Why can't we multiply corresponding elements like addition is done?

Is there a specific reason why it won't be significant?

By definition, we have to multiply a row by columns.

Why such a definition other than multiplying corresponding elements?

Please ignore my ignorance. I had nowhere to ask. :(

• Matrices represent linear maps; matrix multiplication corresponds to composition of linear maps. Dec 7, 2019 at 12:54
• The multiplication of matrices is defined in order to use matrices for a certain purpose. You definitely can multiply them componentwise. It will have a different use. You can also multiply them like this for yet another purpose. Dec 7, 2019 at 12:56
• Here they are using multiplication componentwise for something, for example. Don't ask me what, that looks like gross statistics. Dec 7, 2019 at 13:02
• Why not? We can.
– A.Γ.
Dec 7, 2019 at 13:04

The matrix multiplication is designed in such a way, that one can represent system of linear equations:

$$\left\{\begin{array}{rcl} a_{11} \cdot x_{1} + a_{12} \cdot x_{2} + \dots + a_{1n} \cdot x_{n} = b_{1} \\ a_{21} \cdot x_{1} + a_{22} \cdot x_{2} + \dots + a_{2n} \cdot x_{n} = b_{2} \\ \dots \\ a_{m1} \cdot x_{1} + a_{m2} \cdot x_{2} + \dots + a_{mn} \cdot x_{n} = b_{m} \end{array}\right.$$

as $$A \cdot x = b$$, which seems to be quite a natural representation.

You can do such element-wise multiplication of matrices, but it obviously represents a different kind operation. The 'standard' way of multiplying matrices has important applications in linear algebra and, as such, in many areas of science and engineering. The element-wise multiplication has other (typically less used) practical applications.

You can multiply matrices that way, but it turns out to not be as useful in as many cases. Matrix multiplication the way you're taught turns out to be the most useful multiplication-like operation you can do on matrices, so it's the one that just gets the name "product". The other ways you can multiply matrices are not as commonly used, so they get other names, like elementwise (or Hadamard) product, and Kronecker product.

This is a result of what matrices are. There are different interpretations that apply, but here is the one I most often think of:

A matrix is a description of a linear map. It describes this linear map by listing which column vectors the basis vectors are mapped to (the first basis vector is mapped to the first column of the matrix, the second basis vector is mapped to the second column, and so on). And the one multiplication-like operation you can do with linear maps is to compose them, i.e. doing one after the other.
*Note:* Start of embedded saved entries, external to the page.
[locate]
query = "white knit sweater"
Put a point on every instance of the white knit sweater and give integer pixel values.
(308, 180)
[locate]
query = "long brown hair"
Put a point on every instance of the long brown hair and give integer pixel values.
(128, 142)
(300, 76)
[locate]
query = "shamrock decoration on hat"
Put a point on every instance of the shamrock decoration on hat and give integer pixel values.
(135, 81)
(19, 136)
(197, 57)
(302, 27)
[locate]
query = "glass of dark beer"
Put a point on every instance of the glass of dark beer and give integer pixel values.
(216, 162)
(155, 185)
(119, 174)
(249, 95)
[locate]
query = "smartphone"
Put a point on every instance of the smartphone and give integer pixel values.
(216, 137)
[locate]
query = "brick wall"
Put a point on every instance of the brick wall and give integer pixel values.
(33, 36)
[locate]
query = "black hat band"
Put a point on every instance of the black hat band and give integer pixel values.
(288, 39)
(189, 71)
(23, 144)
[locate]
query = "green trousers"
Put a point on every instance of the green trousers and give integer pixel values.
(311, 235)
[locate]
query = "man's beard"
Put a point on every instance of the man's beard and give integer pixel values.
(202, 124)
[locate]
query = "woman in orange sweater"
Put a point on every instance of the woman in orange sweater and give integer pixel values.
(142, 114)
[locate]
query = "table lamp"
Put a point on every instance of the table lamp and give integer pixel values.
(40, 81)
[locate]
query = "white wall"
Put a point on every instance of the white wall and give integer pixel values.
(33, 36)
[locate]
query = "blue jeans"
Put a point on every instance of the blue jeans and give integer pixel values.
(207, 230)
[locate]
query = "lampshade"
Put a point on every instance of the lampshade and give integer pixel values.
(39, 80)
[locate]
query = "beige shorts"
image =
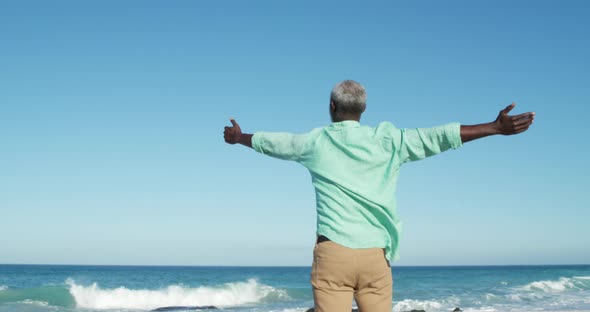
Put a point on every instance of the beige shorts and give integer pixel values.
(339, 274)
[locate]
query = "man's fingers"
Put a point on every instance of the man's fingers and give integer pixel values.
(523, 115)
(522, 121)
(508, 108)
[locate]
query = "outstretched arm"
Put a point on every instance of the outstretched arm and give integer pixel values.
(233, 135)
(504, 124)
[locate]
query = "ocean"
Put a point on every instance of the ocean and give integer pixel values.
(44, 288)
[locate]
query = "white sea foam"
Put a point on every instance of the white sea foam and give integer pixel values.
(427, 305)
(561, 285)
(231, 294)
(35, 302)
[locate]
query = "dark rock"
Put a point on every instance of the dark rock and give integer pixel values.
(180, 308)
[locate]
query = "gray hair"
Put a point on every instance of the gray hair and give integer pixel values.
(349, 96)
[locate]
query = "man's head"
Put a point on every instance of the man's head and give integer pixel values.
(348, 101)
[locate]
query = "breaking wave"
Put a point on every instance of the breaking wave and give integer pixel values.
(561, 285)
(226, 295)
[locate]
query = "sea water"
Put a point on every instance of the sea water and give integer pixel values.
(44, 288)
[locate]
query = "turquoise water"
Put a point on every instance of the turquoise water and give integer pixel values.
(43, 288)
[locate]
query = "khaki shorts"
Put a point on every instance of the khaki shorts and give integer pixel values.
(339, 274)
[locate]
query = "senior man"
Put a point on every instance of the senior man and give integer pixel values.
(354, 171)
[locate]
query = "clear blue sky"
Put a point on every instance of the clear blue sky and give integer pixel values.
(112, 113)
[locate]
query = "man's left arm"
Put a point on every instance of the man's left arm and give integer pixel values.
(280, 145)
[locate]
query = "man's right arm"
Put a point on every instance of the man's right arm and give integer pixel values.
(504, 124)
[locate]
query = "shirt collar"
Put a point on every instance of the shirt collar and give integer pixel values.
(345, 124)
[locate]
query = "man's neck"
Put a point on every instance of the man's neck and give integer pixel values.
(346, 117)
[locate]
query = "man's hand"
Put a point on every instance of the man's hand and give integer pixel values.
(233, 135)
(504, 124)
(508, 125)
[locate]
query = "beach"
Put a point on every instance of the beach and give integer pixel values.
(42, 288)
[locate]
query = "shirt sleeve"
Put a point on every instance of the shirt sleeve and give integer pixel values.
(420, 143)
(280, 145)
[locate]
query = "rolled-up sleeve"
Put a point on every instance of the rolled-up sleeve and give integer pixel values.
(420, 143)
(280, 145)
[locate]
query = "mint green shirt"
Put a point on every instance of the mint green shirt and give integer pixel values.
(354, 171)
So, if you have two matrices $$A, B$$, each representing a linear map, then the matrix that represents the composition of the two would deserve the name "the product of $$A$$ and $$B$$". And if you work through the geometry and the algebra, the standard matrix product is what falls out.
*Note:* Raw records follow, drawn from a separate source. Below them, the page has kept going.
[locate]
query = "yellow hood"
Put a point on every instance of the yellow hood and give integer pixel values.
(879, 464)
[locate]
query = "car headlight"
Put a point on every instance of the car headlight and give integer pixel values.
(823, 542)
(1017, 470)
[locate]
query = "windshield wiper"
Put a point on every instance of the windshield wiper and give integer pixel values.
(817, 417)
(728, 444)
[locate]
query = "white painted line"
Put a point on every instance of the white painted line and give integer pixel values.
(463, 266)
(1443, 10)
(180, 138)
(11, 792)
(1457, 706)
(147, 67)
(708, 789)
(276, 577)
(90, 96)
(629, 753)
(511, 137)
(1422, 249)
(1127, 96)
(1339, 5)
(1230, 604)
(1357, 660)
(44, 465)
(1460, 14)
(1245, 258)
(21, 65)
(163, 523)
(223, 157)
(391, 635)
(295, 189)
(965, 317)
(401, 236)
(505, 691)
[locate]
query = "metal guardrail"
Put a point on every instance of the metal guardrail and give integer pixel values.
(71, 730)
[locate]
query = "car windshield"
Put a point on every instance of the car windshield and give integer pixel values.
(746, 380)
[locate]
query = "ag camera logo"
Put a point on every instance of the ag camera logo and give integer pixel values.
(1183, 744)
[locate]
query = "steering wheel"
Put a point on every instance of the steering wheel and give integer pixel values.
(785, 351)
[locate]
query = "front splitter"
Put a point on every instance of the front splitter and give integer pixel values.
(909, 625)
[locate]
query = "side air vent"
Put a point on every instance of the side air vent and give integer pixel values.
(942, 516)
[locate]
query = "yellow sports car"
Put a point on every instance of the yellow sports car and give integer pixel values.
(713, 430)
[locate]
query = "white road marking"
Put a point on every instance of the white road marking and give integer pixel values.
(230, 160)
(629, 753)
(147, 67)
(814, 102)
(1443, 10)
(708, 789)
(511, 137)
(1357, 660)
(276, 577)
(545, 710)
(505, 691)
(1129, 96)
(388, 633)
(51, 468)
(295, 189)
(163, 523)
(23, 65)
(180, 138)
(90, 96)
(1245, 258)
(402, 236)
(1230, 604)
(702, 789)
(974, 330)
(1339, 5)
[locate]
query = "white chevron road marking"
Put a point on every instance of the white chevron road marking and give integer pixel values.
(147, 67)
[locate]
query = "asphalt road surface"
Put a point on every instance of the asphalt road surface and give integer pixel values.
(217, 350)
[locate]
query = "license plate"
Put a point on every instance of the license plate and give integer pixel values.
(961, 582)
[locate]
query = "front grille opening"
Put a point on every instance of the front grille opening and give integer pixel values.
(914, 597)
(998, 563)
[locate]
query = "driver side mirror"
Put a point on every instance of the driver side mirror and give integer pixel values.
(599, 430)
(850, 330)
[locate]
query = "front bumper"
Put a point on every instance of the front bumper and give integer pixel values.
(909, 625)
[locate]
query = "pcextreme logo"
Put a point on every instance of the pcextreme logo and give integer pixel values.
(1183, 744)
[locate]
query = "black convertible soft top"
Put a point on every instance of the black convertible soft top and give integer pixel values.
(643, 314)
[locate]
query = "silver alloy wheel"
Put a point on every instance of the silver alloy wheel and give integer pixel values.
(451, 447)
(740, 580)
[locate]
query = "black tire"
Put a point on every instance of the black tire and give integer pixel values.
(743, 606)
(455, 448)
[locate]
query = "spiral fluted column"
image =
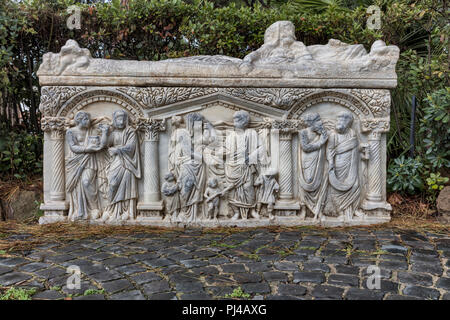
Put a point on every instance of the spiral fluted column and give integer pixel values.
(285, 163)
(375, 197)
(151, 204)
(55, 207)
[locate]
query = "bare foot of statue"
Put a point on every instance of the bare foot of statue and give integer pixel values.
(105, 216)
(254, 214)
(235, 217)
(95, 214)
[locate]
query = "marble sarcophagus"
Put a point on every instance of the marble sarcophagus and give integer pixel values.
(289, 135)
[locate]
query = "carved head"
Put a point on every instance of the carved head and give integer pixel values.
(314, 121)
(344, 121)
(177, 121)
(191, 119)
(271, 172)
(169, 177)
(212, 182)
(283, 31)
(241, 119)
(120, 119)
(83, 119)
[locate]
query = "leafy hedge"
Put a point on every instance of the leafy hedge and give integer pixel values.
(154, 30)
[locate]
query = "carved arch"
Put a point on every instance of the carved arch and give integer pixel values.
(357, 106)
(79, 101)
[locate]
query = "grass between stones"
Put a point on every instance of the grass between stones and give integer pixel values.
(62, 232)
(238, 294)
(13, 293)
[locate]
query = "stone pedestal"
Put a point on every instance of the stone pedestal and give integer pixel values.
(56, 207)
(375, 198)
(319, 117)
(151, 204)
What do you mean by normal way?

If you mean dot product of Matrics, then yes,

$$[A_{ij}] \times [B_{ij}] = [A_{ij}\times B_{ij}]$$

But, there are different types of multiplications for matrices, they have some different purposes for each kind of multiplication.

I think other answers have already pointed out the essential.

I would like to give a more philosophical answer to the more general question: how do we give definitions in mathematics?

You can give any definition in mathematics. You just state "I will call Goofy a thing such that A, B and C". There is no problem. Any definition is totally legit.

The problem is: not all definitions are meaningful or useful. A definition is useful if it gives nice and interesting theorems. Indeed in mathematics usually definitions came after theorems were proved. Theorems suggest good definitions and definitions are given according to theorems.

An example to make it clear: how to choose the "correct" definition of prime number from the following:

1) a prime number is a positive integer divisible only by 1 and itself;

2) a prime number is a positive integer with exactly 2 divisors.

The only difference le wheter 1 is prime or not. If you choose 1 to be prime, then the Fundamental Theorem of Arithmetic (the decomposition in prime numbers is unique) fails.

Thus definition 2 is the correct one.